Мой спутник равнодушно пожимает плечами и отворачивается от пожилой стюардессы. Понятно, тема не прокатила. Лихорадочно оглядываюсь по сторонам, чтобы найти хоть что-нибудь, о чем можно было бы поговорить. Вот ведь дожили. Год встречаемся, а говорить не о чем. Не зря Чернышов иногда напоминает мне ежа. Если принять во внимание, что себя часто чувствую гадюкой, то становится понятным, что ежу и змее общий язык найти трудно. Разве что шипят одинаково.
Пашка, увидев, что я немного выпала в астрал, тянется за наушниками.
– Куда?! – хватаю его за руку. Она не столь изящна, как у Мишани. Павел вообще довольно сильно ему проигрывает: и ростом пониже, и рыхловат, и даже лысина в его модно подстриженных рыжих волосах проблескивает вполне натуральная. – Ты обещал беседовать, так что не отмахнешься теперь. Будем говорить, по крайней мере, пока самолет на земле.
– Ты, что ли, взлетать боишься? – добрый Чернышов берет меня за руку. – Окей, давай поболтаем. Кстати, мы уже выруливаем на взлетную полосу, так что осталось совсем ничего. Скоро будем в Вене. Ты знаешь, как из аэропорта добраться в город?

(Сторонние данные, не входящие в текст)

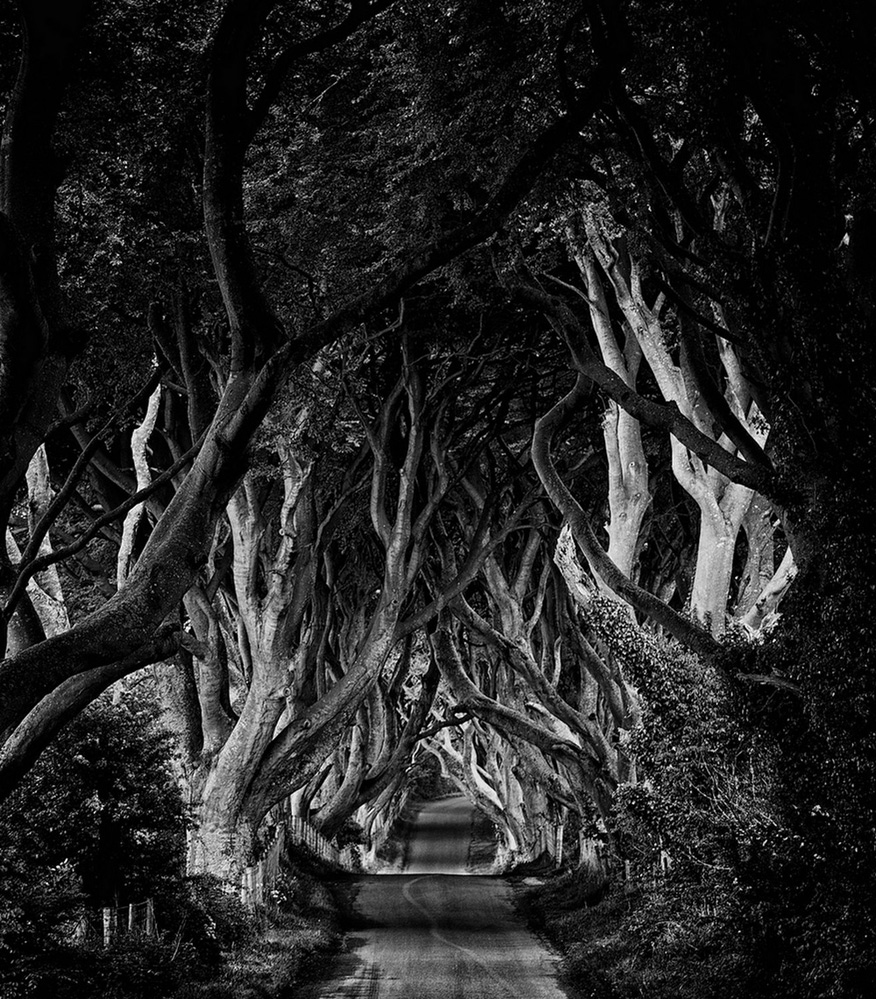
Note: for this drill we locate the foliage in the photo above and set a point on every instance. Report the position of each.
(104, 802)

– На электричке. Там есть шаттлы, которые до центра Вены мчат без остановки, а есть обычные электрички. Они дешевле, а по времени потеряем всего лишь десять минут. Кстати, переход с электрички в метро, как у нас на МЦК. Ты ездил в Москве на МЦК? Там чтобы перейти со станции МЦК в метро надо немного по улице пройти, а билеты прикладываешь те же, по которым ехал на МЦК. Правда, название нашей станции метро забыла. Посмотри у себя в телефоне, я тебе там схему сохранила.

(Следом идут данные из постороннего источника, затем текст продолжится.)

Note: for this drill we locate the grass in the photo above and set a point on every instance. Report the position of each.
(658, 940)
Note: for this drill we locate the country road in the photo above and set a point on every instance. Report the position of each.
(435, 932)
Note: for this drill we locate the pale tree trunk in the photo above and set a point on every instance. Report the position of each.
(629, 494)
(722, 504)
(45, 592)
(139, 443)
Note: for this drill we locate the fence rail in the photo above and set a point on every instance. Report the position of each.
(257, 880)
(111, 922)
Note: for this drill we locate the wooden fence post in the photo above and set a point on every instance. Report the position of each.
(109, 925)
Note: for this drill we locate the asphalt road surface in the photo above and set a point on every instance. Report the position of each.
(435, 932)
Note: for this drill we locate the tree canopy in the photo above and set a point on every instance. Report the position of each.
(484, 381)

– А что в твоем не смотрим?
– Посмотри, с чем я еду! – достаю из сумочки бабулин раритет. – Представляешь, мой так и не успели починить. Вот мне мои предки и раскопали.
Пашка аккуратненько двумя пальцами берет аппаратик:
– Да, я такие только в детстве видел, – присвистывает он, – где раскопки-то проводили? Не на свалке ли?
– Типа того! Бабулины закрома – это почище свалки будет. Сам понимаешь, Интернет в этом чуде отсутствует как класс. Зарядки хватает от силы минут на двадцать, поэтому держу его постоянно выключенным. Берегу заряд для экстренного звонка.
– А мне не могла сказать? У меня уж наверняка что-нибудь более современное нашлось бы.
– Ну кто же знал, что не сделают, – замолкаю, всем телом ощущая вибрацию разгоняющегося самолета и заполняющую меня изнутри волну непроизвольного страха. У меня постоянно такое бывает в самолетах и изредка в кошмарах, когда во сне я на ватных еле передвигающихся ногах пытаюсь убежать от страшного чудища. Страх заполняет меня изнутри и практически мгновенно сковывает руки, ноги, мозг.
– Взлетели, – отпускаю спустя какое-то время Пашкину руку, в которую вцепилась мертвой хваткой, и как ни в чем не бывало, продолжаю прерванный разговор. – Кстати, в этом телефончике еще барахлит звонок, про выбор мелодий я вообще не говорю. К тому же горят загадочные символы, которые, по моему разумению, не должны гореть.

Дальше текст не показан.